Neben der betrieblichen gibt es noch die vollzeitschulische Ausbildung. Was sind die Unterschiede?

Anders als die dualen Ausbildungen sind die vollzeitschulischen nach jeweiligem Landesrecht geregelt. An den Berufsfachschulen werden dann im Vollzeitunterricht Fachtheorie und -praxis vermittelt. Die Praxis lernen Azubis je nach Schule vor Ort, über Kooperationen in bestimmten Einrichtungen oder im Praktikum. Betriebliche Ausbildungen werden immer entlohnt, schulische Ausbildungen aber nur im Einzelfall. Eine Ausnahme bilden zum Beispiel die Pflegefachfrau und der Pflegefachmann.

Abiturienten haben nach der Schule die Qual der Wahl zwischen Studium und Ausbildung. Manchmal klaffen die Meinungen über die Berufschancen, die sich durch die jeweiligen Bildungswege ergeben, weit auseinander. Viele denken, mit einem Studium käme man auf lange Sicht am weitesten. Was sagen Sie dazu?

Es gibt keinen Weg, der grundsätzlich besser ist als der andere. Ganz unabhängig vom Schulabschluss sollte man bei dieser Entscheidung auf sein Bauchgefühl hören. Denn selbst mit einer Ausbildung hat man aufgrund der Durchlässigkeit des Bildungssystems sehr gute Chancen, sich auch später noch einmal in Richtung Studium zu orientieren. Daneben sind auch firmeninterne Weiterbildungen möglich. Eine Ausbildung zu absolvieren und ein Leben lang auf diesem Niveau zu bleiben, das gibt es schon lange nicht mehr. Und auf welche Erfahrungen Arbeitgeber Wert legen, ist firmen- und branchenabhängig.

Wie findet man heraus, welcher Beruf zu einem passt?

Der Blick auf die eigenen Fähigkeiten und Interessen ist elementar. Wenn sich ein Talent nicht direkt aus einem Hobby ableitet, muss man manchmal etwas in die Tiefe gehen. Dafür kann man sich alltägliche Dinge anschauen: Bin ich vielleicht besonders gut darin, meine Freundin beim Shoppen zu beraten, bin ich im Sport sehr teamfähig oder bin ich super schnell im Erfassen einer Situation? Dann sucht man nach Berufen, in denen man so etwas findet. Und nachdem man sich theoretisch informiert hat, ist der nächste Schritt, es einfach auszuprobieren. Das ist ganz wichtig. Ich sollte über Praktika, Freiwilligendienste oder Hobbys Rückmeldung erhalten, dass der Beruf zu mir passt.

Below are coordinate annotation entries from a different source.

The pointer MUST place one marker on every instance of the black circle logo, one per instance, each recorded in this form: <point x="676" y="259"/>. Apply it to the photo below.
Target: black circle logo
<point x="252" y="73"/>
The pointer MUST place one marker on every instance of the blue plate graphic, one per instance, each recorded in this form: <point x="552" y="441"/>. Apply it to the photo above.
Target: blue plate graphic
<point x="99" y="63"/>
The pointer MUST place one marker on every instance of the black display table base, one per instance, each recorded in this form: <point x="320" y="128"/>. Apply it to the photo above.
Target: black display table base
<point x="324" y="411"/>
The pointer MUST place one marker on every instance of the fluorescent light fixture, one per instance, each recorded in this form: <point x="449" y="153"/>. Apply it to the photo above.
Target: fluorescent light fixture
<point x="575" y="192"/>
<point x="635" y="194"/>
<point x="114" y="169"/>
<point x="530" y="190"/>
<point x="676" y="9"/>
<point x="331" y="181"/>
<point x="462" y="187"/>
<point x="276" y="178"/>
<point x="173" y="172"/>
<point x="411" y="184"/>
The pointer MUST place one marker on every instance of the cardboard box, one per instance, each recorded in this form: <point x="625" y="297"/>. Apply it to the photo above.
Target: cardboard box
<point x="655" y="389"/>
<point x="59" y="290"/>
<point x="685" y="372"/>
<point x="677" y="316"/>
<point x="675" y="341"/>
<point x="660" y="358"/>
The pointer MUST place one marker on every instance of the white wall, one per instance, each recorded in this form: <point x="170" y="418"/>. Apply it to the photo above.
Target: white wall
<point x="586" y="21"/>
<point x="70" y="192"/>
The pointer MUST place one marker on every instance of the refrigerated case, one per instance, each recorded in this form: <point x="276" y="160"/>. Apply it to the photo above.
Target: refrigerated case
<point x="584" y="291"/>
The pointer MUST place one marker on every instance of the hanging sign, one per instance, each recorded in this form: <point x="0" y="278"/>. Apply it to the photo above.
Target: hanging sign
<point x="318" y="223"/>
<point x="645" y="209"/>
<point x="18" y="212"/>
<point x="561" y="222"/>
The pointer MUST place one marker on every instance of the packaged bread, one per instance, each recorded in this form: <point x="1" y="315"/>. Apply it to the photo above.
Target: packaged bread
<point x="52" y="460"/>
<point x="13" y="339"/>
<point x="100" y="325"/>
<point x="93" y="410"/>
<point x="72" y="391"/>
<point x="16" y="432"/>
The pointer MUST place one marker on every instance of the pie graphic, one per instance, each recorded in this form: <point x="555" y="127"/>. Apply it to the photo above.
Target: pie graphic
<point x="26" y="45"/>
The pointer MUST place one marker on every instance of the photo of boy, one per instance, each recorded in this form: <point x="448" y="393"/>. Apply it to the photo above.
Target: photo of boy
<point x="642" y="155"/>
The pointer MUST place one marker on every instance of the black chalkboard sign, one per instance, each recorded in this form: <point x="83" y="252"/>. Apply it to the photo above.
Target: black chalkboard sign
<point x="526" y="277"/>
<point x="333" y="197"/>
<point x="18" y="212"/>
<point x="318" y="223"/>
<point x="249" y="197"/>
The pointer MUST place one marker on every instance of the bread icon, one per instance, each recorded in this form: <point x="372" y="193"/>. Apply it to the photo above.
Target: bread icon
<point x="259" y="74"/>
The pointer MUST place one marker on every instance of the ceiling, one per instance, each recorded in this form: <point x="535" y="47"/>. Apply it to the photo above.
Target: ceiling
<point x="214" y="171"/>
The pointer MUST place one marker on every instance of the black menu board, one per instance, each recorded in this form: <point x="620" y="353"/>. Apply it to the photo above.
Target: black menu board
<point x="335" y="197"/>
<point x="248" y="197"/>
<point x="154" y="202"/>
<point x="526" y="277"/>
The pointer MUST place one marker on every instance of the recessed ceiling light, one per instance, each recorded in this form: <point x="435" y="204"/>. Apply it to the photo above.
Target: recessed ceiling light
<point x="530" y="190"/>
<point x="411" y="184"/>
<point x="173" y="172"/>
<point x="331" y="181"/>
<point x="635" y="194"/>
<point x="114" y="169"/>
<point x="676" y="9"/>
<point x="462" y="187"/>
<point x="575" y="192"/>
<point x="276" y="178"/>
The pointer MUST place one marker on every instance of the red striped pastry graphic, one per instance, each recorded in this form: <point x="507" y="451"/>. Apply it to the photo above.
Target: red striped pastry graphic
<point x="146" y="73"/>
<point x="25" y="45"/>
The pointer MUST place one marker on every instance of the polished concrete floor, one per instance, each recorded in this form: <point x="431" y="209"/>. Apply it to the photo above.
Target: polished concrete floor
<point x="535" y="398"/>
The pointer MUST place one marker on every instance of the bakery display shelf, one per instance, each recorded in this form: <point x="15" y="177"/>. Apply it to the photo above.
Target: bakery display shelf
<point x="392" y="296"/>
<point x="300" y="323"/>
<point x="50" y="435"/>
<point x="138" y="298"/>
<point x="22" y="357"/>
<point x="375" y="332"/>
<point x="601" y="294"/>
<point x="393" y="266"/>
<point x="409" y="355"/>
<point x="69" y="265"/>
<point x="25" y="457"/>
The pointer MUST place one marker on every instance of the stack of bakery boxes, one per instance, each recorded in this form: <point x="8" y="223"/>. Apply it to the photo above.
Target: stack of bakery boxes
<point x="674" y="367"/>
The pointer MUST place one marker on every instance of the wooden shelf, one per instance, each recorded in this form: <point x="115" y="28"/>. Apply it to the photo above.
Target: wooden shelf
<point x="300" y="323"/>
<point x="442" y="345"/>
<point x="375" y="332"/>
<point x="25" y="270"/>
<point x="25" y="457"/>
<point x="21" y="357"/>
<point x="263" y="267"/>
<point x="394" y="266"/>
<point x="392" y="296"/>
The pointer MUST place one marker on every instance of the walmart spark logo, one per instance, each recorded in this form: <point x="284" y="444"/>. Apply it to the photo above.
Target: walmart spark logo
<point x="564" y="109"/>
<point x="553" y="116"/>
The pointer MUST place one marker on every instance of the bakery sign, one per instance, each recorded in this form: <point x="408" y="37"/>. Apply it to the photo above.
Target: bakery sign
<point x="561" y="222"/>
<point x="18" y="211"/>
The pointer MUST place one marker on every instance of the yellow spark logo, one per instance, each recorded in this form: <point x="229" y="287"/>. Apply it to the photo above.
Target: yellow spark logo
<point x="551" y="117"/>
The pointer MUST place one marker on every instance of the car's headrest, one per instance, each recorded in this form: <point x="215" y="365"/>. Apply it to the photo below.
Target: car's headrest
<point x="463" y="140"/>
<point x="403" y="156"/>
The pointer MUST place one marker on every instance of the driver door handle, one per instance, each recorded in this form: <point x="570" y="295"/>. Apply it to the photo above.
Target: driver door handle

Was kann man tun, wenn man nach der Probezeit merkt, dass man sich doch für den falschen Weg entschieden hat?

Man sollte immer gucken: Ist es wirklich der Beruf, der aus bestimmten Gründen gar nicht zu mir passt, oder sind es äußere Umstände, die mich stören? Wichtig ist immer der Weg zu Vertrauenspersonen im Betrieb, den Eltern, der Kammer und natürlich zu uns Berufsberatern. Denn wenn ich überlege, einen Cut zu machen, ist es für mich wichtig zu wissen, wie es weiter gehen kann. Grundsätzlich soll eine Ausbildung aber nicht an Einzelheiten scheitern. Wenn es zum Beispiel in der Berufsschule schief läuft, gibt es ausbildungsbegleitende Hilfen, die wir finanzieren. Oder wenn der Fahrweg zu lang ist, können wir prüfen, ob man für einen Umzug einen Zuschuss über die Berufsausbildungsbeihilfe erhalten kann.

Wie beeinflusst die Pandemie Ausbildung und Bewerbungsverfahren?

Entgegen der Bundestendenz befinden wir uns im Landkreis Goslar im Aufwärtstrend. Aktuell sind bei uns 642 Ausbildungsstellen gemeldet, das sind 68 Stellen mehr als zur selben Zeit im letzten Jahr. Obwohl unsere Arbeitgeber gebeutelt sind, geben sie das Signal: Wir wollen Fachkräfte ausbilden. Das finde ich phänomenal. Bei den Bewerbungsverfahren an sich hat sich kaum etwas geändert: Sie laufen nach wie vor hauptsächlich online ab. Und Betriebe, die große Räumlichkeiten haben, laden auch noch zu persönlichen Bewerbungsgesprächen vor Ort ein. Durch Corona werden sich viele Verfahren in die Länge ziehen, weil Betriebe erst einmal schauen müssen, wie es weitergehen kann. Das war im letzten Jahr aber auch schon so. Im Moment suchen einige Jugendliche zwar noch Betriebe, aber die Angebote in Goslar lassen auf eine positive Entwicklung hoffen. Hier gilt es, die regionalen Ausbildungsangebote regelmäßig auszuwerten.